1999年07月01日
世界中の耳かきを集めて、耳かき屋をしたい。
これは私の密やかな夢だ。
縦長の店内には一面に世界中の耳かきが並び、
奥の襖を開けると二畳の青い畳の上に私が正座している。
お客様は店内で好きな耳かきを選び、二つの耳を私に預ける。
もちろんお客様の好きな音楽が流れている中で。
耳かきという快楽は耳かきをする側とされる側に存在する。
私は前者だ。
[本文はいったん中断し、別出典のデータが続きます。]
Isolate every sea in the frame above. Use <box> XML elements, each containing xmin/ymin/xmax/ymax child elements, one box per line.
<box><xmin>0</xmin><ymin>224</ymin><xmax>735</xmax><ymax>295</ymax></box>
これは収穫の喜びが多くを占めている。
様々なカーブを持つ洞窟のようなその場所に眠っている
「耳くそ」をいかにその形のまま取り出すかにも情熱を燃やすところだ。
きれいな耳よりもじっくり取り組める耳の方が嬉しかったりする。
耳くそはコナコナでもしっとりでも構わない。
片耳ずつ違う人もいて、その小宇宙はとても興味深い。
耳かきをされる側はまず身体を預ける勇気が必要だ。
無防備な姿をさらけだすことになるからだ。
耳かきは危険を伴う作業であるので、耳かきをする人に信頼のようなものがないと、
いざ、膝枕に頭をのせてもしっくりとは落ちつかない。
緊張は膝を通して伝わってゆく。
身体も時間も預けられたなら、その快楽は眠りを誘う程に耳から脳に広がるだろう。
友人がフランス、インドネシアに暮らしている。
もちろんあちらの耳かき事情を聞いてみた。
「そっちの耳かきはどんな?」
友は口々に言った。
「ないよ。」
この快楽を習慣としているのは日本だけなのであろうか。
世界中の人にきいたわけではないので、ここで言及はできないが、
そうなるとますます耳かき屋を持つ夢はつのるのだった。